The chest X–rays showed bilateral or unilateral pleural thickening of the pulmonary apex in two and six subjects in the toner–handling group and non–toner–handling group, respectively, and emphysema in two subjects in the non–toner–handling group.
Finding from the three survey points of 2004, 2008, and 2013
Subject demographics
We followed up 37 subjects in three survey years, 2004, 2008, and 2013. The follow up rates of the toner–handling group and non–toner–handling group were 24.5% (13/53 subjects) and 45.2% (24/53 subjects). The characteristics of the 37 subjects are shown in Table 4. In terms of the presence of respiratory illness, a subject in the non–toner–handling group had contracted bronchiectasis before 2003, but no other subjects contracted a respiratory disease from 2004 to 2013. During this survey periods, none of the 106 subjects had a new onset or died of a respiratory disease.
Table 4. Characteristics of the 37 subjects in 2004.

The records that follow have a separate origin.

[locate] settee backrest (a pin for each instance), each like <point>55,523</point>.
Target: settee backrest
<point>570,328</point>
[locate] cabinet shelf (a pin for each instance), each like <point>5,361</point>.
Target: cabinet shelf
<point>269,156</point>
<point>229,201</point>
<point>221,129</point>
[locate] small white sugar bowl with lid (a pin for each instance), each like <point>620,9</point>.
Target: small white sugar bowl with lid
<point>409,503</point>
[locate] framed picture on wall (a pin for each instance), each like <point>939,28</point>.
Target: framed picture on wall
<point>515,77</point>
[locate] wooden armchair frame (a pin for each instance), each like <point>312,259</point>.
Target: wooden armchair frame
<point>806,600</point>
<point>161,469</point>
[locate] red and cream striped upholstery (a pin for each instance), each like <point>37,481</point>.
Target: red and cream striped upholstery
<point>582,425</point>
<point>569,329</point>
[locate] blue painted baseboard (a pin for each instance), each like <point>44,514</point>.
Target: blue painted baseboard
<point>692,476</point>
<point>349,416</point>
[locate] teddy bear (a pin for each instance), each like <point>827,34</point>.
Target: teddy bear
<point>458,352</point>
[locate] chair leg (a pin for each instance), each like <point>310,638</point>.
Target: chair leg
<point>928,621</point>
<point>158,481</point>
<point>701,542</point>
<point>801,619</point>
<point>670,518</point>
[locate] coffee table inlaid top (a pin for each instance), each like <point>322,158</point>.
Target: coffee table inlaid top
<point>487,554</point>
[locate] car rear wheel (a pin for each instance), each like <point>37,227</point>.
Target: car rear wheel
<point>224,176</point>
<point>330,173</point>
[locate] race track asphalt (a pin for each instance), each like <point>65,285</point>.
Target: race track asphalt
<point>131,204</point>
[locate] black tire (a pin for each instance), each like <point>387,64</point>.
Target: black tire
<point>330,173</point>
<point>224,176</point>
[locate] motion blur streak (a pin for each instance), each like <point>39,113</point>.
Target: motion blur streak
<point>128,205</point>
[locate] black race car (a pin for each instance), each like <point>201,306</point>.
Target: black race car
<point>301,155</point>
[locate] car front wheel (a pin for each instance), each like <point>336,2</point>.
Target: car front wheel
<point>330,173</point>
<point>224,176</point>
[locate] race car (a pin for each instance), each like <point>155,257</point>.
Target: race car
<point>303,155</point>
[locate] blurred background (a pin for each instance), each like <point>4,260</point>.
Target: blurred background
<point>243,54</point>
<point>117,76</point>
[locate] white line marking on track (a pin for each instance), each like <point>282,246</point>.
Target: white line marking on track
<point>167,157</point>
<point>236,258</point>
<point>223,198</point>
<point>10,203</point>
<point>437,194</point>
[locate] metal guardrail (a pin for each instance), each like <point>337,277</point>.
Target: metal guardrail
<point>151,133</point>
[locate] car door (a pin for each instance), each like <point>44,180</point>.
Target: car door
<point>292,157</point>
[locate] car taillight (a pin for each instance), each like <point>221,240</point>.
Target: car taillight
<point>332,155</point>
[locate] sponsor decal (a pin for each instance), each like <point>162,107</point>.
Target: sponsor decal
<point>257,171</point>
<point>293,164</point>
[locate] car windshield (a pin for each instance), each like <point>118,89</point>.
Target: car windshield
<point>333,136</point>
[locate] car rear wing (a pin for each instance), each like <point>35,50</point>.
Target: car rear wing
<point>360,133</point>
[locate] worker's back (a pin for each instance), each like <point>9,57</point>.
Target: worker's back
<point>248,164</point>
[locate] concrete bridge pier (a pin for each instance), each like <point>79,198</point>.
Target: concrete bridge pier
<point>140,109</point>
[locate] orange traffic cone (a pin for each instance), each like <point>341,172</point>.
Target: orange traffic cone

| Parameters | Toner–handling group | Non–toner–handling group | t value | p value | |||
|---|---|---|---|---|---|---|---|
| No. of subjects | 13 | 24 | |||||
| Sex | |||||||
| Male, n / (%) | 12 | (92.3) | 23 | (95.8) | |||
| Female, n / (%) | 1 | (8.3) | 1 | (4.2) | |||
| Age, Mean / (SD) | 40.5 | (7.4) | 39.1 | (6.5) | 0.588 | 0.565 | |
| Age group (years), n / (%) | |||||||
| 20–29 | 1 | (7.7) | 2 | (8.3) | |||
| 30–39 | 4 | (30.8) | 10 | (41.7) | |||
| 40–49 | 7 | (53.8) | 11 | (45.8) | |||
| 50–59 | 1 | (7.7) | 1 | (4.2) | |||
| BMI, Mean / (SD) | 23.9 | (4.6) | 23.0 | (2.4) | 0.784 | 0.438 | |
| Smoking | |||||||
| Never smoker, n / (%) | 4 | (30.8) | 8 | (33.3) | |||
| Former smoker 1a, n / (%) | 1 | (7.7) | 4 | (16.7) | |||
| Former smoker 2b, n / (%) | 4 | (30.8) | 6 | (25.0.) | |||
| Current smoker, n / (%) | 4 | (30.8) | 6 | (25.0) | |||
| PI of respiratory system | |||||||
| bronchiectasis | 1 | ||||||
| PMH of respiratory system | |||||||
| pneumonia, bronchitis | 1 | 1 | |||||
| pleuritis | 1 | ||||||
BMI: body mass index, SD: standard deviation, PI: present illness, PMH: past medical history,
a Former smoker 1 were group of subjects who had ceased smoking before 2003. b Former smoker 2 were subjects who had ceased smoking during the years of the survey.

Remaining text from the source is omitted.